The project received a waiver from the responsible institutional review board.


The 31 respondents who only entered demographic data but did not answer any further items were excluded from the analysis. Their data were only used to check for differences between completers and drop-outs. The chi-square test was used to test for associations between responses and the survey samples as well as socio-demographic characteristics. All other statistical analyses were descriptive. In the 5-point Likert scales, we defined “substantial differences” in response patterns as at least a 1-point difference. Missing data for survey items are documented in each data table.

A Cronbach analysis for each of the multiple item questions showed a good reliability with values of 0.752 to 0.877.

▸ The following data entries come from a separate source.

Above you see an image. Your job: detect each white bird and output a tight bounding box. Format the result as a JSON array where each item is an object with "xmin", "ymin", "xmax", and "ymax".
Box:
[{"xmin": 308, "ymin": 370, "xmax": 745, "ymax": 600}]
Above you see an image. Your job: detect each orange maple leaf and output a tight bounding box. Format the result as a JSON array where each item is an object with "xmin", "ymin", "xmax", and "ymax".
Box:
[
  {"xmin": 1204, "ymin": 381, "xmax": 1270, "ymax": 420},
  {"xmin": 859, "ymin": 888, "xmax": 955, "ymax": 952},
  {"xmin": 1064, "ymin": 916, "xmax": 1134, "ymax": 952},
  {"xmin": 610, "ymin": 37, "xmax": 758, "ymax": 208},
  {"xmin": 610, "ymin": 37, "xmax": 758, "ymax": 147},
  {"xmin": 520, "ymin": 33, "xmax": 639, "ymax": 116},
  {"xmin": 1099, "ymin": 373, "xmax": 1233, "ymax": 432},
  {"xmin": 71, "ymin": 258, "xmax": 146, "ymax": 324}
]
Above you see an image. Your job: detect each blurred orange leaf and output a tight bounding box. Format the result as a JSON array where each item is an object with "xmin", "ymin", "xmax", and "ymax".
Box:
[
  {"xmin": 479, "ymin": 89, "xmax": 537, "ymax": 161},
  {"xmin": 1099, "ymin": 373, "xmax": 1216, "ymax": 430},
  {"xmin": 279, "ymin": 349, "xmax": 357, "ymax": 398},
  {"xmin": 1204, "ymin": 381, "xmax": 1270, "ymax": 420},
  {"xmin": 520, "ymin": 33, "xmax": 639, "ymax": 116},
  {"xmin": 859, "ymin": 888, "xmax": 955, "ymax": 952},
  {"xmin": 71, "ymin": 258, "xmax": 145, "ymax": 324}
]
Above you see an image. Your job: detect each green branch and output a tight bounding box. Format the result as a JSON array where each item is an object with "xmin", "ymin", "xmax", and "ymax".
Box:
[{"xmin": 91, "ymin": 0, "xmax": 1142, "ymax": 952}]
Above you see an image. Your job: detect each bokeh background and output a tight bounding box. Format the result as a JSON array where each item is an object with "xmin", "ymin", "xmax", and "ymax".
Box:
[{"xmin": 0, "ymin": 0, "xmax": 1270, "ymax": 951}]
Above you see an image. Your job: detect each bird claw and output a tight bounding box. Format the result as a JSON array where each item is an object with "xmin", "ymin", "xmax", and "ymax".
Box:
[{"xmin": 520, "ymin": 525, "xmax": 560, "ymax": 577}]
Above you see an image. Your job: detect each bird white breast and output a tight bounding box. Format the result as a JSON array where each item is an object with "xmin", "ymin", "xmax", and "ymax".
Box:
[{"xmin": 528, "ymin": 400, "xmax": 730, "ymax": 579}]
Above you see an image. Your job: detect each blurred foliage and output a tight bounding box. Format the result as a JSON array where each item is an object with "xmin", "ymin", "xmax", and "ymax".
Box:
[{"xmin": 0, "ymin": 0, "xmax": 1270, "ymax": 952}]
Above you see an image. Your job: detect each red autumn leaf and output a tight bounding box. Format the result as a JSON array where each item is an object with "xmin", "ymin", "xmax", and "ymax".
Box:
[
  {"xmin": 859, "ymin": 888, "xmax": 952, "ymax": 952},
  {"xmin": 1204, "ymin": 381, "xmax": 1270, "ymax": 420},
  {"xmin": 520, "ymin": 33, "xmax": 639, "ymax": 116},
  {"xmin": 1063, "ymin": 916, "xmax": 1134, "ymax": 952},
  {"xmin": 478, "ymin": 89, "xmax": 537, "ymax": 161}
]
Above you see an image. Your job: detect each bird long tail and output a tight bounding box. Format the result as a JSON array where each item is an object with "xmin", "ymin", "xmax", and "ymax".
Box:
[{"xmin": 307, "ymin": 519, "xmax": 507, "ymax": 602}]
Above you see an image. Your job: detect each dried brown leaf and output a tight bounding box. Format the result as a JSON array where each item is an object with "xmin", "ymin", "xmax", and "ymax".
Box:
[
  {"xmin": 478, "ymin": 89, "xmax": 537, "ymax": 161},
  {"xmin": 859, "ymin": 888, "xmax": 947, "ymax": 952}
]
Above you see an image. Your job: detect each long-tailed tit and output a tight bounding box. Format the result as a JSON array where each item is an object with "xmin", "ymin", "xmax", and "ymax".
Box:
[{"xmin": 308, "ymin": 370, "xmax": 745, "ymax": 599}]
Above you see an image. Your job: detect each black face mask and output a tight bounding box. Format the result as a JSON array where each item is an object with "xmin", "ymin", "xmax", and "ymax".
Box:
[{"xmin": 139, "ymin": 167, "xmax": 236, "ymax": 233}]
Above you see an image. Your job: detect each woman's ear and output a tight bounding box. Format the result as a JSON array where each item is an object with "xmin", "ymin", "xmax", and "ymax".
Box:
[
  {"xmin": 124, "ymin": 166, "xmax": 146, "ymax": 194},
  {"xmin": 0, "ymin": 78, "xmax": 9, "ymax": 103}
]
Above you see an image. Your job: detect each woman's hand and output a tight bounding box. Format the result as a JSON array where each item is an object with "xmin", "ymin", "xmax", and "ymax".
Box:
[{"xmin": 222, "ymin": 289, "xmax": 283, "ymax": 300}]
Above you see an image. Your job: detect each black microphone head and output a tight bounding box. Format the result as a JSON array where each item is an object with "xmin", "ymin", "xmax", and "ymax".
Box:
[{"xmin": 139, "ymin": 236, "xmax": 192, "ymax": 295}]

Adherence to reporting STROBE statement checklist items is documented in S1 Checklist.


Response rate

In total, we received 444 responses, 47 from the “preselected journal sample”, 270 from the “random Pubmed sample” and 127 from the “CAMARADES sample” (see Table 1). The overall response rate was highest in the CAMARADES sample (9.4%), and about half of this in the journal sample (5.7%) and the random sample (4.5%). The percentage of complete responses was between 100% (in the journal sample) and 84% (in the CAMARADES sample).

Demographic data

In the following section, we report demographic data for all respondents who completed the survey (n = 413). For better readability, we only present percentages in the text. See Table 2 and Tables A-H in S3 File for specific demographic data for each of the three samples. In total, 40% of survey responders were female and 60% were male. The mean age was 46 years. Most respondents described their current employer as an academic institution (88%), and only a few indicated government (6%), nonprofit organization (3%) or private industry (3%). The majority (60%) were associate or full professors, 29% were assistant professors or postdocs, 9% were PhD students and 2% were Master’s or Bachelor’s students. The majority had published 3–10 articles containing animal experiments over the past three years (45%), 30% had published more than 10 articles, 17% had published 1–2 articles, and 8% did not publish on animal experiments in this time period. Regarding the total funding volume over the last three years, 27% received more and 48% received less than 500,000€, and 25% who had not yet received third-party funding. 48% of respondents indicated that they primarily or only conduct basic animal research, 29% indicated that they primarily or only conduct preclinical animal research, and the remaining 23% indicated that they perform both basic and preclinical research to “an equal level”.

Survey results

Non publication / Publication bias.

Survey respondents indicated that 25% (median, IQR = 35) of their own experiments performed over the last three years were not published. They assumed that approximately 35% (median, IQR = 30) of experiments from other researchers in their field were not published.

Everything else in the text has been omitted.